CPSC Approves Major New Federal Safety Standard for Infant Sleep Products

Earlier this month the U.S. Consumer Product Safety Commission (CPSC) approved a new federal rule that will ensure that products marketed or intended for infant sleep will provide a safe sleep environment for babies under 5 months old.

Hourigan, Kluger & Quinn Personal Injury Attorney and HKQ Kids spokesperson Michele Quinn lauded the rule saying, “We must do everything in our power to protect our children from dangerous products.”

Beginning in mid-2022, all infant sleep products must meet a federal safety standard. The new standard will effectively eliminate potentially hazardous products in the marketplace that are currently not in compliance with a CPSC mandatory standard for infant sleep products. That category includes inclined sleepers, travel bassinets, compact bassinets and in-bed sleepers which have been linked to dozens of infant deaths.

Inclined sleep products position infants at an angle between 10 degrees and 30 degrees. This can cause an infant’s head to fall forward, chin to chest, compressing the airway. Without sufficient head control or neck strength, an infant may not be able to lift the head up to breathe.

A number of popular infant sleep products have been recalled over the years. One high-profile recall was that of Fisher Price’s Rock ‘n Play Sleeper. It took place in April 2019, after a Consumer Reports investigation linked the product to at least 32 infant fatalities. The recall affected nearly five million Fisher-Price inclined sleepers. Three months after the recall, a survey revealed that many childcare facilities continued to use these dangerous sleepers.

Like inclined sleepers, some in-bed sleepers feature design elements such as padding and soft surfaces. Airflow can be blocked if a baby’s face comes into contact with the fabric. In addition, the sidewalls may not be high enough to prevent babies from rolling out. Government data reveals fatalities associated with in-bed sleepers such as the DockATot and Snuggle Nest.

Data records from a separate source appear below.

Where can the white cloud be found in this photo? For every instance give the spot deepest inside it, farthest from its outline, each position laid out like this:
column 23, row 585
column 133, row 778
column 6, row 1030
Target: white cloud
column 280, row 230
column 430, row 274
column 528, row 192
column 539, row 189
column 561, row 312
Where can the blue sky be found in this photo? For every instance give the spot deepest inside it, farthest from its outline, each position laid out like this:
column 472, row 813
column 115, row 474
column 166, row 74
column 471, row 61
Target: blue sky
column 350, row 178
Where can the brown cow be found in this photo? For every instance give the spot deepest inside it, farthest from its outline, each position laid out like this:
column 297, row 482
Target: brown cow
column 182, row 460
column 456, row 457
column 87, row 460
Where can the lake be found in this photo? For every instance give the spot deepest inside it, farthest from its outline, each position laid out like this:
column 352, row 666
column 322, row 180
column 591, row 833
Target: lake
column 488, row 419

Risks posed by bassinets include suffocation and choking hazards, as well as head and limb entrapment.

Best sleeping position?

According to the American Academy of Pediatrics (AAP), babies should be put to bed on their back – alone, unrestrained and on a firm, flat surface without bumpers and other soft bedding. The National Institutes of Health (NIH), the Centers for Disease Control and Prevention (CDC) and the federal Maternal and Child Health Bureau concur.